Roasted peas can be used as a coffee substitute. Dried, it is used as a prized winter vegetable. Chickpeas are round or dented in shape and cream coloured. Some are a little doughy, others have a slight taste of hazelnuts.
Production
Global production is around 8 million tonnes. The main producers worldwide are India, Pakistan, Turkey, …. Italy, Spain.
Consumption
A favourite in the Middle East and North Africa, chickpeas are a must for couscous dishes and humus - a Lebanese speciality, consisting of chickpea puree with olive oil. In Spain, they eat 1,9kg of chick peas per capita per year.
Nutritional values (per 100 g)
Cooked* | RDI** | |
|---|---|---|
Energy | 135 kcal | |
Proteins | 8.9 g | |
Carbohydrates | 18.7 g | |
Fat | 2.5 g | |
Fibres | 8.6 g | 30 g |
Sodium | 6 mg | |
Iron | 2.8 mg | 14 mg |
Phosphorus | 132 mg | 700 mg |
Magnesium | 53 mg | 375 mg |
Potassium | 335 mg | 2,000 mg |
Vitamin B9 | 100 µg | 200 µg |
* Ciqual 1995 ** Recommended Daily Intake |
Nutritionist’s advice
Chickpeas are an excellent source of magnesium, iron, phosphorus and fibre.
It is also rich in vitamin B9 or folates, essential for the multiplication and renewal of cells.
Its nutritional density makes it one of the most valuable dry vegetables available.
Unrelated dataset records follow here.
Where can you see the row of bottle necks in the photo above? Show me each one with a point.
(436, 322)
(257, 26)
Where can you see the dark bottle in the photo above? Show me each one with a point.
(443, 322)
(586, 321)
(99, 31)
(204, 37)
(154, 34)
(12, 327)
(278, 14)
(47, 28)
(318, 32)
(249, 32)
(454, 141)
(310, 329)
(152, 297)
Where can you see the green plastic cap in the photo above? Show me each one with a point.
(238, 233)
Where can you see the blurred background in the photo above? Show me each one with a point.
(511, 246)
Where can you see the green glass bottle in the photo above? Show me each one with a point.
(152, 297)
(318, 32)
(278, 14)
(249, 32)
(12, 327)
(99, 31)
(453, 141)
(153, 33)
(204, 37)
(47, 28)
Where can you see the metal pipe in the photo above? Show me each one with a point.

What is about portions...?
-a child portion: one little fistful
-an adult portion: two medium fistfuls
Cooking and nutrition: tasty combinations
-Lebanese humus is one of the mezze most often served to guests in the Middle East. This chickpea puree is given a special bite with a dash of lemon juice and olive oil, to which sesame paste (tahini) is sometimes added. Delicious served on pita bread.
-Moroccan desert couscous: a subtle blend of vegetables cooked in a stew, including onions, peppers, aubergines and courgettes.